First, let’s look at current water temperatures anomalies surrounding North America:
These have cooled off considerably off the West Coast since December 1st due to strong cold systems moving into that area over the winter. Temperatures remain above average from the Gulf Coast into much of the Northeast coast. Off hand I’d say that sea surface temperatures look to be a wash affecting air temperatures across the United States except that we see the presence of a weak but developing El Nino. If the El Nino gets up to moderately strong levels during spring expect this feature to tip the balance towards warmth.
Second, I like to look at the strength of the Hudson Bay low or polar vortex at the start of any season:
There is no Hudson Bay low per se, but there is a vortex in southern Canada that is poised to unleash some very cold air into the lower 48 states the first week of March.
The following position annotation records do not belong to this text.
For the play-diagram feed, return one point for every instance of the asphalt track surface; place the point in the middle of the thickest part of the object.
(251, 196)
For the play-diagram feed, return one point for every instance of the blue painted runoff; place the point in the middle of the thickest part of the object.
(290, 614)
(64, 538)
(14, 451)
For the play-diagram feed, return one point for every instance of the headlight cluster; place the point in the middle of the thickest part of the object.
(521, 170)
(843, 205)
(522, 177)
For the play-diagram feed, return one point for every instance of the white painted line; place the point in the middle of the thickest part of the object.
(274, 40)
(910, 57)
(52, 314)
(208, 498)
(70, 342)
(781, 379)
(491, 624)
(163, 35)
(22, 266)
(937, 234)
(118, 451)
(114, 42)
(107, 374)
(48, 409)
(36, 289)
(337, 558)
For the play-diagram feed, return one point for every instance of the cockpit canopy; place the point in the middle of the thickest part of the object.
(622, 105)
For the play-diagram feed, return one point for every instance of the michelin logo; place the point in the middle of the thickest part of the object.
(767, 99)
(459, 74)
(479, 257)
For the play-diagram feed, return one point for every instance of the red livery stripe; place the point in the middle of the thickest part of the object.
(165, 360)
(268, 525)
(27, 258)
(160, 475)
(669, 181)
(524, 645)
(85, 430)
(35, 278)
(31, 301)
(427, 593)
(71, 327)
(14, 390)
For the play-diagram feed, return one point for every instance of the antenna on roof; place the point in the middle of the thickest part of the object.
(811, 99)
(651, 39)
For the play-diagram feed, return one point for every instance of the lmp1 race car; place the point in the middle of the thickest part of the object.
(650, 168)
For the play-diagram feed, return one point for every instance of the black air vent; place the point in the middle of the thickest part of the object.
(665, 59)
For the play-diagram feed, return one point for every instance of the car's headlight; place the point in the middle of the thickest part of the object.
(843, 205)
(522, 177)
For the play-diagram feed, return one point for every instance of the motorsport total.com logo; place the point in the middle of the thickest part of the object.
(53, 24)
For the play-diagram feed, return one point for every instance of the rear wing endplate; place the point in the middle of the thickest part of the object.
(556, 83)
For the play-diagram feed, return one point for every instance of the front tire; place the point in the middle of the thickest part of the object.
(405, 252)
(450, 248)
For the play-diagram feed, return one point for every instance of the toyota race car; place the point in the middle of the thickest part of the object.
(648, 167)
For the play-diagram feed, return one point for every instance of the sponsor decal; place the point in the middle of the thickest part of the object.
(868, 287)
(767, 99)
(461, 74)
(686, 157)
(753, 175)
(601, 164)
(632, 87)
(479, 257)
More record ETs should get reported across the Midwest from this. Early spring posies may get nipped in my neck of the woods, Atlanta, from a below freezing airmass, which should urge southward to the Gulf Coast.
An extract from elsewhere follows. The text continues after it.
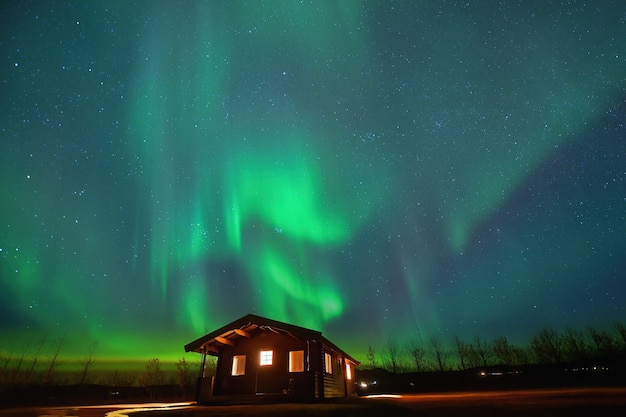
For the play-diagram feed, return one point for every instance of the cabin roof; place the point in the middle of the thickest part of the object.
(249, 326)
Looking at the weather pattern, though, this might be the last strong, widespread arctic surge of the winter. I suspect that March will be a slightly below average month considering any lack of substantial future polar surges after its first week. Here is the NWS forecast for March, which I agree with:
Last, we can get another clue looking at prior ranking and temperature record count data. For this I like to drag out that “Record Scoreboard” (updated through 2/26/19):
Again here we see clues that winter started out mild but got progressively colder. January and February are colored “black” because ratios of daily high max to low min records are near one to one, although tallies slightly favor more warm records than cold. I expect that this trend will continue in March and would not be surprised to see a “blue” month of more daily record min records reported than maxes.
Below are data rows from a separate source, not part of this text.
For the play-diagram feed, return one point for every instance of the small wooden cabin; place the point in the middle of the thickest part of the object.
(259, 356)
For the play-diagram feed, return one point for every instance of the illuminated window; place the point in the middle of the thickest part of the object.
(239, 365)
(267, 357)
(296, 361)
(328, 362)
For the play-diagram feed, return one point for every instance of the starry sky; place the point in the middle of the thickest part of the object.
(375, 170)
After March I expect a warming trend for April and May, but am very uncertain how anomalous these months will be. Last year we saw a cold April transitioning quickly to a very hot May as surrounding warm global anomalies snuffed out a remaining cold pocket across North America. In 2019 expect more surprises.
Here is the NWS official forecast for spring:
I can’t argue much with the National Weather Service forecast except to suggest that there may be a small below average area in the northern Plains due to very deep snow cover.
Not all seasons in the near future will see above average temperatures, but seasonal forecasters are beginning to”chuck it,” discounting colder than average scenarios due to carbon pollution.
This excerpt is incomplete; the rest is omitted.